Concernant la Somalie, la Norvège lui a ainsi proposé un prêt relais afin de rembourser la Banque mondiale et le FMI23. Le même procédé devra ensuite être trouvé auprès d’un autre « pays allié » pour apurer les arriérés auprès de la BAfD24. Pour le Soudan, un mécanisme similaire est nécessaire, avec plus d’1 milliard de $US à débourser uniquement pour le FMI25. La Grande-Bretagne, l’un des principaux créanciers du pays, devrait avoir un rôle majeur à jouer dans les prochaines semaines, tout comme les pays du Golfe26. La France n’est pas en reste, le président Macron ayant annoncé unilatéralement la tenue prochaine d’une conférence internationale sur la dette du Soudan dès que celui-ci serait retiré de la liste des pays terroristes27.
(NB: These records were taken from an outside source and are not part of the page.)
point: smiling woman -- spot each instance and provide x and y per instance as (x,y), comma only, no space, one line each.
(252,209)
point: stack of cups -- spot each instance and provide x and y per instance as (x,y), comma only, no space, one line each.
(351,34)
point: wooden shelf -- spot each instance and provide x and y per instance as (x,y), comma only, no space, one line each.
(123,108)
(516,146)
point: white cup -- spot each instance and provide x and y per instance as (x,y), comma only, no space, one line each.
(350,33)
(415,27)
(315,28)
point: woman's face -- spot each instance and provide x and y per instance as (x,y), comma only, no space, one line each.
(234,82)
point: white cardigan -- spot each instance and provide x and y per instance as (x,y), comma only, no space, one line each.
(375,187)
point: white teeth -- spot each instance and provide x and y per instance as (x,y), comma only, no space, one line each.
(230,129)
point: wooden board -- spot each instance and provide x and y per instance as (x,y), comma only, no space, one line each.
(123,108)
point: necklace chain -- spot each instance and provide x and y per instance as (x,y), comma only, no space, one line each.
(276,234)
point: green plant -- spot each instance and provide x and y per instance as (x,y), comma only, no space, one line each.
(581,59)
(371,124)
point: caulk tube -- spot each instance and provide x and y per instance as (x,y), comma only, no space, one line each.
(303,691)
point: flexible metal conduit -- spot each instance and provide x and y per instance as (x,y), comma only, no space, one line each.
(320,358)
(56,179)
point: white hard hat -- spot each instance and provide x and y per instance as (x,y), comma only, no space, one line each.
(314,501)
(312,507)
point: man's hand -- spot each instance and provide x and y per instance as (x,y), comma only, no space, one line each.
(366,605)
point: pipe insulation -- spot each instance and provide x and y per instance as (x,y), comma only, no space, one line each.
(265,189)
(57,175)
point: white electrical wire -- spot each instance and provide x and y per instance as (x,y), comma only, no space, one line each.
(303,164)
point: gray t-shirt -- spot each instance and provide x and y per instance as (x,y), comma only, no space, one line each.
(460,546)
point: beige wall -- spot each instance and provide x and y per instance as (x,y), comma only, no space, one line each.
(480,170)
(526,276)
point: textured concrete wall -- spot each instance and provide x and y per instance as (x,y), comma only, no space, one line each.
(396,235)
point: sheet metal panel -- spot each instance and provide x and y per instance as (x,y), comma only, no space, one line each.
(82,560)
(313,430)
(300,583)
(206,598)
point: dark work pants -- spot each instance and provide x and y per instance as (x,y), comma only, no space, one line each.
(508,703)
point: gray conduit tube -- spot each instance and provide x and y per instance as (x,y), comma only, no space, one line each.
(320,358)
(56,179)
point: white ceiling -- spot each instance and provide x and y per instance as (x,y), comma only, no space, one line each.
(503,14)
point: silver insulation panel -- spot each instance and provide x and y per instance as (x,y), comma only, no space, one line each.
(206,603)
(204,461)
Une fois les « solutions » trouvées pour rembourser les arriérés aux créanciers multilatéraux, Somalie et Soudan pourront alors se présenter devant le Club de Paris. Dans un premier temps, il faudra de nouveau conclure un accord avec le FMI, c’est-à-dire l’application de plans d’ajustement structurel, toujours dévastateurs pour les populations. Ensuite seulement, 90 % ou plus de la dette bilatérale non-APD, contractés avant une certaine date, appelée « date butoir », pourront être annulés (par exemple, seront exclus de cette « annulation » les prêts relais). Sans que cette « annulation » ne corresponde à de nouveaux financements pour ces deux pays, notons enfin que les États créanciers participant à cette opération en profiteront pour doper artificiellement leur aide publique au développement, en la comptabilisant comme telle. En résumé toujours, pour se désendetter, il est indispensable, selon les diktats des créanciers, de se réendetter.

Aux origines de la dette

Alors que résonnent régulièrement les différents Objectifs de développement durable (ODD), agenda 2030 et autres Plan d’action d’Addis-Abeba (PAAA) visant notamment à agir sur le plan de la dette pour permettre le développement des pays les plus appauvris, on peut s’étonner de tels mécanismes dits « d’annulation de dette » dans de tels contextes. Selon l’indice de développement humain (IDH) des Nations unies, le Soudan est classé 187e (sur 189 pays référencés) tandis qu’aucune donnée n’est disponible pour la Somalie28. Qu’importent les indicateurs retenus, tous démontrent la prégnance des inégalités et le manque flagrant d’accès à l’eau, à l’éducation, à la justice, à la santé, à l’électricité, etc. Face à ce déni des droits humains fondamentaux, les créanciers occidentaux ont une part de responsabilité significative dans l’actuelle situation économique et sociale de ces pays.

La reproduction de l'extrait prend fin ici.